As Empresas usuárias ou proprietárias de equipamentos e instalações “Ex” não necessitam possuir inspetores “Ex” “específicos” para as diferentes especialidades de elétrica, de instrumentação, de automação ou de telecomunicações, uma vez que as Unidades de Certificação Ex 007 e Ex 008 incluem requisitos de certificação de competências pessoais “Ex” para a inspeção de diversos tipos de proteção “Ex” (Ex “d”, Ex “e”, Ex “de”, Ex “n”, Ex “t”, Ex “i” ou Ex “p”) , indicados nas Tabelas 1, 2 e 3 da Norma Técnica Brasileira ABNT NBR IEC 60079-17, que são aplicáveis a todas estas diferentes especialidades de produtos “Ex”.

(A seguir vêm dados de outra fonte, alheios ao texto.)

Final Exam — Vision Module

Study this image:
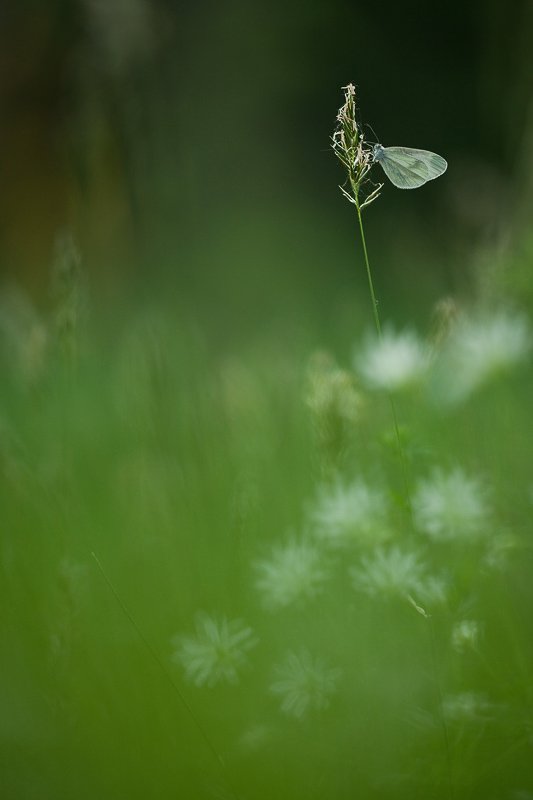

Além disto, um inspetor “Ex” certificado nas Unidades de Competências Pessoais Ex 007 ou Ex 008 normalmente apresenta no escopo de sua certificação, o tipo de proteção Ex “i” (segurança intrínseca), a qual normalmente é aplicável a equipamentos de instrumentação ou automação, independentemente de o inspetor “Ex” certificado possuir uma formação, qualificação ou formação acadêmica voltada inicialmente para as áreas de elétrica ou de telecomunicações, por exemplo.